# include <stdio.h>
# include <stdlib.h>
#include <string.h>
void main (void)

{
int size, i,j;
printf("enter no. of employee\n");
scanf("%d", &j);
printf("size of employee id\n");
scanf("%d",&size);
char *m[j];
for (i=0; i<j;i++) {
m[i] = (char*) malloc(size*sizeof(char));
}

for (i=0; i<j;i++) {
printf("Enter employee id of %d\n ",i+1);
getchar();
gets(m[i]);
}
printf("employee id are\n ");
for (i=0; i<j;i++){
puts(m[i]);
}
}

i made a programme that would dynamically take input from user about no. of employee and their id size then
print it however my output lack first character every time when printing and i haven’t been able to spot the error

>Solution :

For starters according to the C Standard the function main without parameters shall; be declared like

int main( void )

The function gets is unsafe and is not supported by the C Standard, Instead use standard C function either scanf or fgets.

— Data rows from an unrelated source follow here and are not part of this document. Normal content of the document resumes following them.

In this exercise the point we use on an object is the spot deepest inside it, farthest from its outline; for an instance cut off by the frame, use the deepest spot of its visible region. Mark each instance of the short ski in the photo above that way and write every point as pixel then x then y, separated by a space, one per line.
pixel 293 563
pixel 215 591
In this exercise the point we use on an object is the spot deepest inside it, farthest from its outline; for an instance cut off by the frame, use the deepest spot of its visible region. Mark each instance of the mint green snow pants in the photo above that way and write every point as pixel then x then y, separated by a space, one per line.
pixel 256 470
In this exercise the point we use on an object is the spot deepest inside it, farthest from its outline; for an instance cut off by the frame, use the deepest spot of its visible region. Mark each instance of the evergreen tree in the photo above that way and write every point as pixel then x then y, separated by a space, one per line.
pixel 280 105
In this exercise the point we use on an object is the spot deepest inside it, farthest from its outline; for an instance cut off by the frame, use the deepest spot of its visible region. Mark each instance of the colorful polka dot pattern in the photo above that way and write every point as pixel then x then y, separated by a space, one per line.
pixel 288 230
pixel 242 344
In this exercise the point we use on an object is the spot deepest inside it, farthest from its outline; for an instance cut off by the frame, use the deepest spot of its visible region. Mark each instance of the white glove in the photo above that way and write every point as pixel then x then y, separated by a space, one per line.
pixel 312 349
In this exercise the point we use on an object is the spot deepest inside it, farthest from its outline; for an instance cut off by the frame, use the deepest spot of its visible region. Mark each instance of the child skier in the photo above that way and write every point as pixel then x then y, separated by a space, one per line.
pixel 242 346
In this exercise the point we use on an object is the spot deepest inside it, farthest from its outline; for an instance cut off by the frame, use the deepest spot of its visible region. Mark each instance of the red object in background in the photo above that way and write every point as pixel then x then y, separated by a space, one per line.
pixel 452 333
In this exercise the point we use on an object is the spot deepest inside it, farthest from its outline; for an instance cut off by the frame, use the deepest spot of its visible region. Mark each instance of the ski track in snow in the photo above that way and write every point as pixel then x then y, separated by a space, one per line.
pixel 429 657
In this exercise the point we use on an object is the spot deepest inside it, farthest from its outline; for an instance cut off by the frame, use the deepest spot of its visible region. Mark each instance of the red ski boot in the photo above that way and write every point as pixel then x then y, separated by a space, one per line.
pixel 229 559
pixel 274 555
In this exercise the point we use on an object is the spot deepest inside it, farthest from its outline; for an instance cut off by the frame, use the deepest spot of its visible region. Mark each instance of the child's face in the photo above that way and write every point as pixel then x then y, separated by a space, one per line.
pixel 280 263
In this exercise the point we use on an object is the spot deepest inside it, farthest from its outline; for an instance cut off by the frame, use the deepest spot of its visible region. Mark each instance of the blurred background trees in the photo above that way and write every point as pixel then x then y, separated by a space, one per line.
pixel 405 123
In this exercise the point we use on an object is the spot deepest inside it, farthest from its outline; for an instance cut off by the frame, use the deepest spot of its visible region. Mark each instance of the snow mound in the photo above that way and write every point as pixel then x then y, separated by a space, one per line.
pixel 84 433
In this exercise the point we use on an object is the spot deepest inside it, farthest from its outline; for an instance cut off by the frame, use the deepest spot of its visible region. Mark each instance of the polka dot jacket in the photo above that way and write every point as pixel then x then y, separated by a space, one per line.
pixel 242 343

As for your problem then the first character is lost due to this call

getchar();

within the for loop.

You could write instead.

while ( getchar() != '\n' );
for ( i = 0; i < j; i++ ) 
{
    printf("Enter employee id of %d\n ",i+1);
    fgets( m[i], size, stdon );
    m[i][ strcspn( m[i], "\n" ) ] = '\0';
}

And you should free all the allocated memory before exiting the program

for ( i = 0; i < j; i++ )
{
    free( m[i] );
}

Also the program will be much more safer if you will check the result if these calls of scanf

scanf("%d", &j);

and

scanf("%d",&size);

at least that the entered values are greater than 0.